Everyone knows about the Cinderella moment — the carriage, the clock, the pumpkin — but that doesn’t mean we’re ready to see it played out live on TV.
When it happened Sunday to Tom Watson on the west coast of Scotland, it left a whole generation all dressed up with no place to go. One moment he was an 8-foot putt from one of the most amazing sporting achievements imaginable. The next, his carriage was so much scattered fruit sliding off the cliffs of Turnberry into the sea.
One moment he was 27 again, without the plaid pants.

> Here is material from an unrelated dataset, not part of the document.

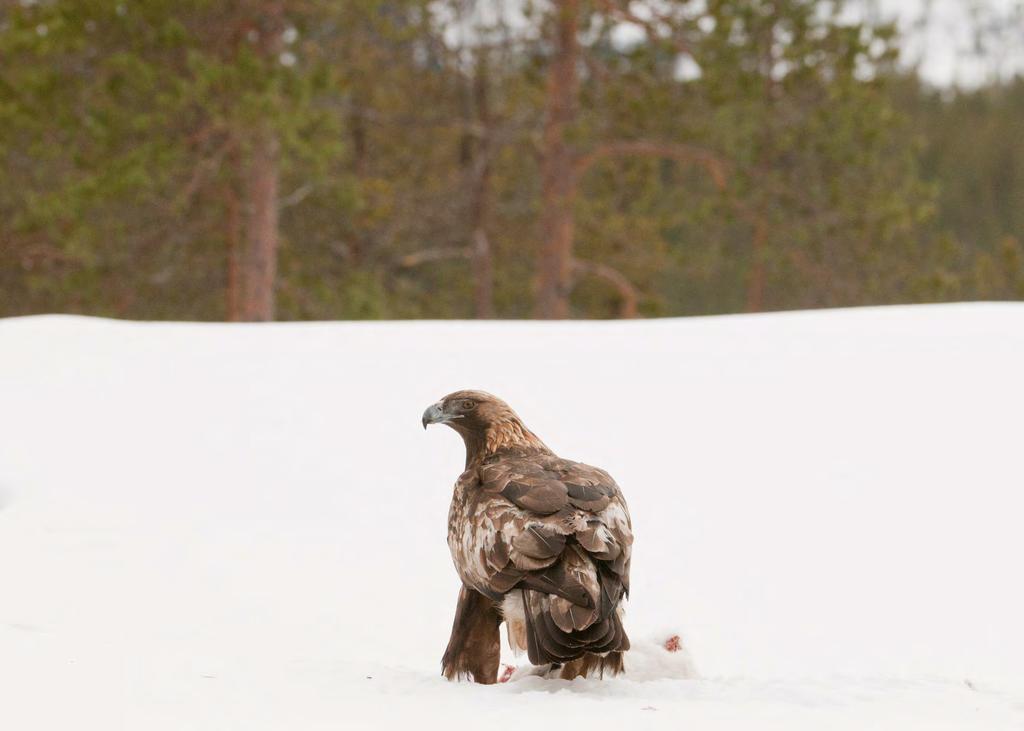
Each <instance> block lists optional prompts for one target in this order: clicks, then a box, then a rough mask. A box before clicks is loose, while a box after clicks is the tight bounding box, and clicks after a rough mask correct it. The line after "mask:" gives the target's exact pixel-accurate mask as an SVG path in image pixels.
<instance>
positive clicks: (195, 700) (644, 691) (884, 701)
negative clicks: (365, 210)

The next, he was at least 59, his chronological age, losing one of the most lopsided playoffs in history. It was as if he had made Dorian Gray’s deal with the devil and taken back a lifetime’s worth of age all at once.
“It might have been the greatest feat in the history of sports for Tom to have won here,” Paul Azinger ventured on ABC in what, remarkably, didn’t sound like hyperbole.
But what did it all mean, exactly? Is 59 the new 39, the baby boomers’ wishful anthem?
When Tiger Woods misses a cut, as he did at Turnberry, is the current state of professional golf so pathetic that a man about to turn 60 has as good a chance as anyone?
Or is Watson merely doomed never to escape the vast shadow of Jack Nicklaus, even when the only title he’s after is “Oldest Guy to Win a Major”?
“It would have been a hell of a story, wouldn’t it?” Watson asked reporters afterward with that famous Missouri half-grin. He answered the question himself: “It would have been a hell of a story. It wasn’t to be.”
For a man whose fondest wish is to be remembered by his peers as “a hell of a golfer,” it was all about the golf, and not so much the putt on 18 that never had a chance as the two shots that set it up.
“In retrospect, I probably would have hit a 9-iron rather than an 8-iron,” he said of his approach, which rolled just off the back of the green.
Is that the takeaway from this magnificent drama? The difference between a 9-iron and an 8-iron? Really? The great Open Championship of ’09 is a lesson in careful club selection?
“You’re going to ask me, ‘What do I take from this week?’ ” Watson told reporters. “Well, I take from this week a lot of warmth and a lot of spirituality in the sense that there was something out there, I still believe, that helped me along.”
So where did it go at the last minute, when he needed it most? Watson had no idea.
“This was going to be a great memory,” he said. “Now it’s going to be like Jack, I’ll never remember what club I hit anytime in this whole tournament.”
For critics of the Tiger Era, there was plenty of ammunition. With Tiger shut out of the majors so far this year, the champions have been Angel Cabrera, Lucas Glover and Stewart Cink. Not exactly Nicklaus, Player and Trevino, Watson’s rivals during his prime.
Indeed, with Phil Mickelson absent and Tiger missing the cut, you could argue Watson saved the tournament. What sort of an audience would a final day duel between Cink and Lee Westwood have drawn?
Someone asked Watson afterward if, at his age, he just ran out of gas.
“It looked like it, didn’t it?” he said. “It didn’t feel like it. It just looked like it.”
In fact, Watson may have made as good a case for age equality in defeat as he would have in victory. It had been a long time since he felt the pressure of leading a major in the final round.
“It reminds me what it used to be like when you played the big tour . . . and were in contention all the time, and the responsibility that you have to take care of business,” he said. “My hat goes off to Tiger for what he has to go through on a weekly basis with all the things pulling at him, as much as he wins and as much as he’s in the limelight.”
Nothing was expected of Watson when the tournament began. By the 72nd hole, he carried the weight of a world’s hopes, especially the vast generation of boomers trying so hard to make the clock stand still. By contrast, there was no pressure on Cink at all. He played with the ease Watson had when the tournament began.
Maybe it’s as simple as that — a 59-year-old can succumb to pressure, just like a 39-year-old or a 29-year-old.
But he can also turn back time for one memorable weekend. He can make an entire generation feel young again, if only until the clock strikes 12.
As he said himself when asked for the headline: “The old fogey almost did it.”
The winner is rarely a footnote in sports, but the winner in Turnberry was a footnote. This will always be the weekend when Tom Watson gave time the race of his life.